As a young man I had no interesting in being involved with education, my mom was a teacher and I knew exactly what she and her friends did, and I always knew there was easier ways to make a living.

The two men I write about impacted my move into education greatly. I thank them, and guess they probably would laugh- because now I really understand what they were up against and appreciate them even more now.

 

John Stanford

John Stanford’s legacy still lives in me.  John Stanford was the man who gave me hope that Seattle Public Schools could be something Seattle folks could be proud of. He focused on kids; I found the following quote when I was thinking about writing about my educational heroes. John Stanford told Damon Darlin of Forbes, “We lost our way when we became more interested in the employment of adults than in the education of children.”

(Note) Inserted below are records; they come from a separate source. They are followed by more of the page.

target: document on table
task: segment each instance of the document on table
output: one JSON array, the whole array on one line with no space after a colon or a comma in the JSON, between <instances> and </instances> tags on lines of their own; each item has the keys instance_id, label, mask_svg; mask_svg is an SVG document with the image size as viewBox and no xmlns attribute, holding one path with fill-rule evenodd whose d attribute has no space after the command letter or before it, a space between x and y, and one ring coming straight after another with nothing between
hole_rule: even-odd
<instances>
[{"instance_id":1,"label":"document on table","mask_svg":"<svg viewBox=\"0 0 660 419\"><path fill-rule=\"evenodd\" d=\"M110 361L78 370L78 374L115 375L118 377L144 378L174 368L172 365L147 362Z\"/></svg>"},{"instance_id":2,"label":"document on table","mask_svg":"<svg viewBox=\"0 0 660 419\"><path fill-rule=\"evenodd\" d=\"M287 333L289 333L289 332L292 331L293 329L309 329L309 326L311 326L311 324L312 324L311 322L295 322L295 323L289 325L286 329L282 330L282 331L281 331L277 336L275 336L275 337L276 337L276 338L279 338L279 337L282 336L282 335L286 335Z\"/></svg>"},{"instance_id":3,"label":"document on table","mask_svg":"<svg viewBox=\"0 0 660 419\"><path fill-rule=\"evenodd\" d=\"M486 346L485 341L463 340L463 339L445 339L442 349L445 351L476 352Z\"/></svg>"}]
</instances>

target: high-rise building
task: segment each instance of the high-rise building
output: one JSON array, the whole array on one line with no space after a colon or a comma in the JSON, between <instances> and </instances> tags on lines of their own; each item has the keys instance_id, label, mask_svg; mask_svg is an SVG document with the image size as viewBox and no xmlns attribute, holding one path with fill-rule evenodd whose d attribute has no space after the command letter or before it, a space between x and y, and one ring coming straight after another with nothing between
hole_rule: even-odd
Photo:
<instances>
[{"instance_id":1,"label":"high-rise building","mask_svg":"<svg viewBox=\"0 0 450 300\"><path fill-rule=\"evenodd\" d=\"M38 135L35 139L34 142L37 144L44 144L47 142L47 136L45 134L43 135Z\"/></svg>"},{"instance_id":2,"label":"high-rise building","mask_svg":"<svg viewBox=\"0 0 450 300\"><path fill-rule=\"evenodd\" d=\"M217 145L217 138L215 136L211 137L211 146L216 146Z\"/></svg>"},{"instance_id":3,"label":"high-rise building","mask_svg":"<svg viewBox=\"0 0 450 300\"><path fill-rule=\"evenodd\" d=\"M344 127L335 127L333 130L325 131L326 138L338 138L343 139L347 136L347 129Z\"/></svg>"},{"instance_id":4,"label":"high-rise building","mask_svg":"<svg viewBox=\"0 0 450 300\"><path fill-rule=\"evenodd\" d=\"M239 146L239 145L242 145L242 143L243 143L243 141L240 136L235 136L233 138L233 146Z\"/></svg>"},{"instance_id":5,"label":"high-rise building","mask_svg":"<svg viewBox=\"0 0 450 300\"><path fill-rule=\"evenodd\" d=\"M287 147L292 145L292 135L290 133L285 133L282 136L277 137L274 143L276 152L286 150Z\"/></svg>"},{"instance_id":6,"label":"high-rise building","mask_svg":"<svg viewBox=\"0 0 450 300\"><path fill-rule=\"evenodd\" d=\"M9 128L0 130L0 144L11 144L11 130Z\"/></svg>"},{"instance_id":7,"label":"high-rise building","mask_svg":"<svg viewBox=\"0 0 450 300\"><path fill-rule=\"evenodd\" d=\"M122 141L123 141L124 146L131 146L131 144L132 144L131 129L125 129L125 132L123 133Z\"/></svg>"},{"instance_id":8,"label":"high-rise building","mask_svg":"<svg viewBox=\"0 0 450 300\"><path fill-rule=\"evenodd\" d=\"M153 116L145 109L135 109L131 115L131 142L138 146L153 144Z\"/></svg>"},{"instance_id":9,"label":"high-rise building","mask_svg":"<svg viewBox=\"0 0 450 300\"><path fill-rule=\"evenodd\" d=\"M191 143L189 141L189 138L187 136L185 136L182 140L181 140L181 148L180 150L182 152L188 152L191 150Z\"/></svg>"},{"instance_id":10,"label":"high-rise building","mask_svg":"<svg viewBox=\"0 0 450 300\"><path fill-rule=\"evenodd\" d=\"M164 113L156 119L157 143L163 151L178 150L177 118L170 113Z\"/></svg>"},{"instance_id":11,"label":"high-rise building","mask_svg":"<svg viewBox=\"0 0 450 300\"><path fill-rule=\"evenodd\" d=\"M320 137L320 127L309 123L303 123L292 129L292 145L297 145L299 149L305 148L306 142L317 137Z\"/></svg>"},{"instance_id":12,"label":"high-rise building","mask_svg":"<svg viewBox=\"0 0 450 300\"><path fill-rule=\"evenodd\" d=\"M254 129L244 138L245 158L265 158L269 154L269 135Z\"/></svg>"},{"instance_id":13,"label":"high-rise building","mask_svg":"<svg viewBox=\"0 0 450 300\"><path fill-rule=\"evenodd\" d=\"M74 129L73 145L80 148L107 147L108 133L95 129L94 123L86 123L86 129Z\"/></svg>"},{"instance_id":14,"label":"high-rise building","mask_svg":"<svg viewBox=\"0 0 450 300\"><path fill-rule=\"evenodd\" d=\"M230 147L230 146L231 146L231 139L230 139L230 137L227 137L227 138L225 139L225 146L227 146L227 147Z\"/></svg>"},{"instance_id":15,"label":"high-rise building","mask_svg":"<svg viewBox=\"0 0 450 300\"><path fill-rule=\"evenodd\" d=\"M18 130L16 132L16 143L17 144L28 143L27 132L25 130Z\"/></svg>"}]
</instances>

I didn’t feel he was slamming the teachers; I felt like he was trying to take away the nonsense that made their jobs more difficult by focusing on the students’ success.  It was that fact that he unapologetically focused on students’ needs that influenced me to volunteer at TAF.  I could at least try to make a difference.

Now that I am working within the public school environment, I have even more respect for what he was able to do. I work every day with people at TAF and Federal Way School District that have the same spirit as he did. We are motivated by the success of our students. Though leukemia took him way too early, I still see him and his awesome smile when things get tough.

 

Tom Grissom

Tom was one of the faculty in the program Society and the Computer my freshman year at The Evergreen State College.  That year was his first year teaching. He was a physicist by trade. As I got to know him during the year I found out that he had been working and Sandia Labs in New Mexico as a nuclear scientist prior to becoming a teacher.  He shared that he had come to a decision that he could no longer work as a nuclear scientist.  He changed career paths and became a teacher. He made the change to teach us writing, he was also a published poet.

I don’t know what he would think of my writing skills, but I think he would be happy about what decided to do. What he taught me was that we all have to make choices in how we want to live in the world, and we are the sole person responsible for acting on those choices. For me, education is about providing a situation where students can learn how to navigate and add to the world they live in.  Tom turned the light on for me that I was responsible for what I did, and the choices I make.  That realization really focused my drive as a student, my education was for me and I chose to embrace it.